Not long ago a friend commented that my life was “romantic.” If by romantic he means crying over the selling of my bed frame and mattresses then, yes, my life is super romantic because for some reason I cannot get through any move without a slight breakdown.
It certainly wasn’t the mattress itself (see previous post). If there is anything that I have learned over the last 5 or so moves is the idea of non-attachment. You might have heard of non-attachment from a meditation class in relation to thoughts and emotions. But here I straight up mean just don’t be attached to your stuff.
I was not. always. like. this.
There was a point in time when I cried because I found cookie crumbs in my bed which meant that someone (not me) had been in my bed.

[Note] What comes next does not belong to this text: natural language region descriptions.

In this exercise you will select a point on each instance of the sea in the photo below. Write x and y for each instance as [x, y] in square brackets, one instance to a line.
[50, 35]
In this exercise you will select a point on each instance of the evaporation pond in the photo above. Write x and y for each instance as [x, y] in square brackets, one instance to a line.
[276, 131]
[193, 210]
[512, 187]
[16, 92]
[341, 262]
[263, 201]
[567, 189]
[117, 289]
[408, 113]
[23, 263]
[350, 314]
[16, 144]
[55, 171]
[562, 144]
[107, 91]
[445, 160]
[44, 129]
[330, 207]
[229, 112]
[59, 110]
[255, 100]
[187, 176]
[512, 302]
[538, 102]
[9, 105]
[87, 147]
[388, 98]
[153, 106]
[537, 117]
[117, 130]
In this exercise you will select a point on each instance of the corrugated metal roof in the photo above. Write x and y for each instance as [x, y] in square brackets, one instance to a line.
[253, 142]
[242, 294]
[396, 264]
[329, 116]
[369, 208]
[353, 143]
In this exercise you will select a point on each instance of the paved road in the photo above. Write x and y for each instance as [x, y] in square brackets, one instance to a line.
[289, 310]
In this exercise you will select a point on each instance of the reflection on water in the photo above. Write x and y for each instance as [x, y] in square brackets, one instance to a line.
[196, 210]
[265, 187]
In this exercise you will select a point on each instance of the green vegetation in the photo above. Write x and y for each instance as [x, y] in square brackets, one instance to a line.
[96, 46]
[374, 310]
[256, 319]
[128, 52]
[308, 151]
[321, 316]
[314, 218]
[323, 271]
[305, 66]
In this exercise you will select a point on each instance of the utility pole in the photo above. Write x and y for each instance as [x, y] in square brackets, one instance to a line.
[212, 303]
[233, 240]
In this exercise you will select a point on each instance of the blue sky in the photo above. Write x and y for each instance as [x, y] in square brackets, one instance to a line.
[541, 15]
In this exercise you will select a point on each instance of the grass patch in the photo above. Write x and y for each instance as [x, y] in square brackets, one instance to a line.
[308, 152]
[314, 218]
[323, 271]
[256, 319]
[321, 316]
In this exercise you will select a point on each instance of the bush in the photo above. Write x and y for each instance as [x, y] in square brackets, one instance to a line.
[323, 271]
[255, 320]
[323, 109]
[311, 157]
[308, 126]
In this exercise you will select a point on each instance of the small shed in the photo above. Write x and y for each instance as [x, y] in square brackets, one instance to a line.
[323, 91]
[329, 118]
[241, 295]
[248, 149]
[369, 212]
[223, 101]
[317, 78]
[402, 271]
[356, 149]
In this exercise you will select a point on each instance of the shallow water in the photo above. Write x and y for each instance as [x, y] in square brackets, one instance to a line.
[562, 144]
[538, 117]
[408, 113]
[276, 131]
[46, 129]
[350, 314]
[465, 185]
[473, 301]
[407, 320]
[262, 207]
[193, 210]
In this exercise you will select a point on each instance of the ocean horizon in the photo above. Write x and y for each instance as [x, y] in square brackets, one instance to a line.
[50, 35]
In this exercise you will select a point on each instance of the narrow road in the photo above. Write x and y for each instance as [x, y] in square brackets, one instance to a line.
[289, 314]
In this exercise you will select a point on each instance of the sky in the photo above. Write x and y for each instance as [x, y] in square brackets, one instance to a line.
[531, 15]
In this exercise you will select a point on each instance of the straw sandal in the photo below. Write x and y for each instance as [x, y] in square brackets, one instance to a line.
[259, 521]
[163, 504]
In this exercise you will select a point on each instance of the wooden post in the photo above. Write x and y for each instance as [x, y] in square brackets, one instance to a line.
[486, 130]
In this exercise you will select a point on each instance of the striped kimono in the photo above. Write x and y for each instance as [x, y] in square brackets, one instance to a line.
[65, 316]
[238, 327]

“Is nothing sacred in this house?!?!” I huffed upon the cookie crumb discovery.
But since then I have matured slightly and I have come closer to the realization that belonging are merely tools to enhance our human experience. They come – they go. They get used – they get broken and thrown away. They get stolen. The get borrowed and never returned. They get chewed up by pets. And each time nothing truly earth shattering happens at the loss of a thing. Some have argued with me over my view on belongings. They are deeply attached to their belonging and will not release them regardless of whether or not they can walk through their hall without turning sideways. And regardless of how high up to their ceiling their stuff climbs. They want and need all of their stuff for one reason or another.

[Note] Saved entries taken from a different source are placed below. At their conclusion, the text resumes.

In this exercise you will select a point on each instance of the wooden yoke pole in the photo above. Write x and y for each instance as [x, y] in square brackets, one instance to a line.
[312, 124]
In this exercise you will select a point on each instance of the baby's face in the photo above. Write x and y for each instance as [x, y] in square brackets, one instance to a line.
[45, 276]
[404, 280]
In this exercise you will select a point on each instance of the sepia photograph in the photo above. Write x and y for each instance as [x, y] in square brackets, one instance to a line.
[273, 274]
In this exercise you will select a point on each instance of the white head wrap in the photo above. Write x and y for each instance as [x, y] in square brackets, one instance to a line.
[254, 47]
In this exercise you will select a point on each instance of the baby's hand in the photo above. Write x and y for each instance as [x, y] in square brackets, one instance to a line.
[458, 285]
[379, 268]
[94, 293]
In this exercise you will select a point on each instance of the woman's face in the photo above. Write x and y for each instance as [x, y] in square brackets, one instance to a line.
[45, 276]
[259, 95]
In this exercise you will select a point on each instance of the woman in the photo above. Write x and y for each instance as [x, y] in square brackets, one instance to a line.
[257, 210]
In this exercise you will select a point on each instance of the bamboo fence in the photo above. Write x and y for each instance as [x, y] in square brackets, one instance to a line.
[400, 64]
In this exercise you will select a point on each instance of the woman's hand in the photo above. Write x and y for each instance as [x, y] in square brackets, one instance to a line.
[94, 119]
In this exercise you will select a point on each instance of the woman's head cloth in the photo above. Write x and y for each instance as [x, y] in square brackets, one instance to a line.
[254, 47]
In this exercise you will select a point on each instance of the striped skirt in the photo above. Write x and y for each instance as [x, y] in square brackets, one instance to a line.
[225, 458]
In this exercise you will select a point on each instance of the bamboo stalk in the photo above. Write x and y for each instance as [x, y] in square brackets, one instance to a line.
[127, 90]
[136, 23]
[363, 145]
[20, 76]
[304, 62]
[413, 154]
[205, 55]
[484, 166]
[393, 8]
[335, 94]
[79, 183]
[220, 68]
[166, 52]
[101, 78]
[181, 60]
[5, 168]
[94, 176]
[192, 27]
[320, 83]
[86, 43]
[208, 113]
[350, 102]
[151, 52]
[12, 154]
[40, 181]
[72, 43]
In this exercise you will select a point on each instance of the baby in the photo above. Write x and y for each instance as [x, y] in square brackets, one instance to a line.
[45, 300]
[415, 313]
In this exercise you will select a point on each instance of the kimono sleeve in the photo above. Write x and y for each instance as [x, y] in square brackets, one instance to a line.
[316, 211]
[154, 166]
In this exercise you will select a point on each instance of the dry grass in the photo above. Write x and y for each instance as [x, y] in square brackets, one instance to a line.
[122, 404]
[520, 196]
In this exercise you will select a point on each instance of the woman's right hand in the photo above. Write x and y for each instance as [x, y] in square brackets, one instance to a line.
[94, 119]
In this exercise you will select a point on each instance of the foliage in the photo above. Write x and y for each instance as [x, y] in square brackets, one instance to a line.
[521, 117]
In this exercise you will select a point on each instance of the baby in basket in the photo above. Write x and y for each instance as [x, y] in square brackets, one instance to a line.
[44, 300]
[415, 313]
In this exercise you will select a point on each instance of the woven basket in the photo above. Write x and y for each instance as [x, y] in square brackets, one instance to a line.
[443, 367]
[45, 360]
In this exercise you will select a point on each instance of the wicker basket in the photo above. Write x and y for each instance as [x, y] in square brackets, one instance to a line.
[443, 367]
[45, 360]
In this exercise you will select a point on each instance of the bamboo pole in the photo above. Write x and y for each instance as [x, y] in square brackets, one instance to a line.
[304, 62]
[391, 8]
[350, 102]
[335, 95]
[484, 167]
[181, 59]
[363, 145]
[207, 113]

But in my life? In my life I’ve had to live out of suitcases for months, put my stuff in storage in various states, sell stuff that simply wouldn’t fit in my car, and release things from my life before I was truly ready. This has happened to me time and time again and gradually (ever so gradually) I am becoming less and less attached to my belongings.
For the past several weeks I have been doing one of my favorite tasks, which is going through my belongings to determine what still serves me and what needs to find its way to a new home or to the garbage can.
By the way, during this clean out I watched Dr. Brené Brown’s new talk on Netflix called “The Call to Courage” which I HIGHLY RECOMMEND. I couldn’t keep myself from shouting “Amen!!!” all through the talk. It was wonderful.
I’ve been sorting and packing and organizing because my mom and dad have agreed to allow me to store my excess belongings at their house. So! I had to have all my stuff packed up and ready by today when my dad drives in from out of state. Everything that didn’t fit in their truck has to fit in my car (when my lease and work ends). And anything that won’t fit in my car will have to be sold, donated, or trashed.
Which is why I cried about selling my bed and mattress today… because I am so non-attached to my belongings.
Kidding. I cried because it was a symbol of home. And what I am going into in the opposite of home. What I am going into is the complete unknown. I am braving the wilderness. A wilderness I have never encountered.